Tuesday, March 2, 2010

News for Educators


I generally read more in a month related to industry developments than I have recently. However these articles are worth pointing out for general interest and comment.

• 10 Demographic Trends offering Opportunity and Challenges- Education

Dynamics' Market Research and Advisory Services Identifies Key Growth Areas

Some highlights:
o Growth areas in higher ed will be at the associates and graduate level, ranging up to 25 percent growth
o Younger students are likely to be working on a project with other students the age of their parents.
o Men are underrepresented and schools need to find ways to market to their needs.
o The age demographic is becoming less and less relevant to how students learn.
o By 2020 minority students will outnumber Caucasian students.
o Online highschool courses are booming.
o Enrollment in the 2 year public sector will exceed supply.

Google to push Google Voice and Google Wave to Businesses

Google is marketing to businesses, but this has implications for education as many of their innovations are in the areas of collaborative work environments.Mobile technologies are becoming more enabled as a one stop communications center in the process, which has potential application in the learning environment. The chrome OS is driving netbook and Google apps development. The future holds new third party software applications that will hook into Google collaboration apps.

The seventh annual Sloan Survey of Online Learning reveals that online enrollment rose by nearly 17 percent from a year earlier.

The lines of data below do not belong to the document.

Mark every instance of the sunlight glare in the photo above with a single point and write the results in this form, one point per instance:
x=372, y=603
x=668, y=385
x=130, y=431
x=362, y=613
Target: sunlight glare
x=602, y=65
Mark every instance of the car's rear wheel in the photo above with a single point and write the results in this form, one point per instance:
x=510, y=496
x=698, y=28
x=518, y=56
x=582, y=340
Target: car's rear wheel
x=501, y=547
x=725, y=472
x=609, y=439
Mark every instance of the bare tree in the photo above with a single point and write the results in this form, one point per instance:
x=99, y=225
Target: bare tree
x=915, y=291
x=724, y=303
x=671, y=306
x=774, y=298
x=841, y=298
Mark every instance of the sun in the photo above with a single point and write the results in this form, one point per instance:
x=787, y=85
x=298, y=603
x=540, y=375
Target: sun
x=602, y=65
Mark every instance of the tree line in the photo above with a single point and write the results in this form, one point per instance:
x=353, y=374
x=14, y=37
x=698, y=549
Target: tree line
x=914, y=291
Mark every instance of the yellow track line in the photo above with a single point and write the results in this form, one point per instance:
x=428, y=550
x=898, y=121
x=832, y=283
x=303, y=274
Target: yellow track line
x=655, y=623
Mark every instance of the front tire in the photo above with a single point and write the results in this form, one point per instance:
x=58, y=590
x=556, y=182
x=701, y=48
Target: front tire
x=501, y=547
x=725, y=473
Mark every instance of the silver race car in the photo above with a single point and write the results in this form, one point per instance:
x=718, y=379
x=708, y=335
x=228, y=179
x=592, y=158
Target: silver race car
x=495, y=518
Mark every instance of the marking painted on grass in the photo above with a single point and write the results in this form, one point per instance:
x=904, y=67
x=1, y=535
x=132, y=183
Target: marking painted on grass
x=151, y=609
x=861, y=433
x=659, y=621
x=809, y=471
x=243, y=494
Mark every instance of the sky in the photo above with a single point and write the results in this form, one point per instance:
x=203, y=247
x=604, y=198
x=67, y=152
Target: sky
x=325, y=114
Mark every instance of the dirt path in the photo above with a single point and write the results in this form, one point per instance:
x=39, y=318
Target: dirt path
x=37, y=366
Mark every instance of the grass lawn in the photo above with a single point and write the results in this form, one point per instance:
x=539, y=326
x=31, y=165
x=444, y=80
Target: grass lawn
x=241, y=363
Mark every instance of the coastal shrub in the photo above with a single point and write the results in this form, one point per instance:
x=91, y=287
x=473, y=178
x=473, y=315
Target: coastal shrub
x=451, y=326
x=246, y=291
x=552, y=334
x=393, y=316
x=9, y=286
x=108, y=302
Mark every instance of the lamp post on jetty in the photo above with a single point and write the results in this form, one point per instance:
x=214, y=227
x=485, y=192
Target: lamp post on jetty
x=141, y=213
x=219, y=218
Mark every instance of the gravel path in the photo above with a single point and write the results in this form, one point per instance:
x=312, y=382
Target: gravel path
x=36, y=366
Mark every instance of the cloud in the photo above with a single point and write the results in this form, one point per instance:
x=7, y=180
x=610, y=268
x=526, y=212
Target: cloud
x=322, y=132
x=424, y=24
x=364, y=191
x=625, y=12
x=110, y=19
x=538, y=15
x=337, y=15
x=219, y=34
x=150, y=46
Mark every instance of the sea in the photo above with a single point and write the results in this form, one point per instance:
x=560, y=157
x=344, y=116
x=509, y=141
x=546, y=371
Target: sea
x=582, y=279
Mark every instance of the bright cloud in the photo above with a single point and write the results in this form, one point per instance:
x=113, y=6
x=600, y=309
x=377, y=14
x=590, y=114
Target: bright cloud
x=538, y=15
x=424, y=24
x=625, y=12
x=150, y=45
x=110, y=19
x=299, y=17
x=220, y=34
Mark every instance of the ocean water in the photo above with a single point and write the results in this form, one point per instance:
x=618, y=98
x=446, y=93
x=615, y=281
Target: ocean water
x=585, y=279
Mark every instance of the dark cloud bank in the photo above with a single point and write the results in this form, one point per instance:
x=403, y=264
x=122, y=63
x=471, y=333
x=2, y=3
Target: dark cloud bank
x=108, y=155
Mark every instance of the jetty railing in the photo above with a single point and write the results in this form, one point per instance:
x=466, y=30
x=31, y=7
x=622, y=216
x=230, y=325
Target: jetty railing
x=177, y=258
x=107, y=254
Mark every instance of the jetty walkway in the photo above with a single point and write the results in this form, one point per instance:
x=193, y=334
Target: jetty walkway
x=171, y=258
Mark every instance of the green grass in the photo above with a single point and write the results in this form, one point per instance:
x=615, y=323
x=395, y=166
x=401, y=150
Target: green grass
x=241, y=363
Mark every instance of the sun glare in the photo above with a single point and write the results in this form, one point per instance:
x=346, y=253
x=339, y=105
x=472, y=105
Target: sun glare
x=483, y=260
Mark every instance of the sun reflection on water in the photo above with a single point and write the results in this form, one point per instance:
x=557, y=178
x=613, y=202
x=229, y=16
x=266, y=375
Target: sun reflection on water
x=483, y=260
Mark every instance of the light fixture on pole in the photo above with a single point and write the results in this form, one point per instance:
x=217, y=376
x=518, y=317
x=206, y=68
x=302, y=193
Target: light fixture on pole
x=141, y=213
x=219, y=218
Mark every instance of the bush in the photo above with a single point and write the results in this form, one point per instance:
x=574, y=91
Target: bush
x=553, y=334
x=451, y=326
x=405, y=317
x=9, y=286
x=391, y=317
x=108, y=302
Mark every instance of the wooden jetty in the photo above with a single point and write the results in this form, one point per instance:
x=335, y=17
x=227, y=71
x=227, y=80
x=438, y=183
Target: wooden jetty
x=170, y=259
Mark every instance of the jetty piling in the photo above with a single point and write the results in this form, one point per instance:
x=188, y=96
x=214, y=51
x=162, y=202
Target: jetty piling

The growth exceeds previous years, but the thing that strikes me most is the relative lack of headway schools are making in getting faculty buy-in. Less than one-third of chief academic officers believe that their faculty accept the value and legitimacy of online education. This percent has changed little over the last six years. The proportion of chief academic officers that report their faculty accept online education varies widely by type of school but reaches a majority in none. Yet nearly 20 percent of schools offer no training for their online instructors. From my experience, once faculty have had a bad online experience they tend to fault the medium rather than the methods or their abilities, and it is difficult to get buy in from teachers who are getting burned by lack of support and no evangelistic exemplars to motivate them.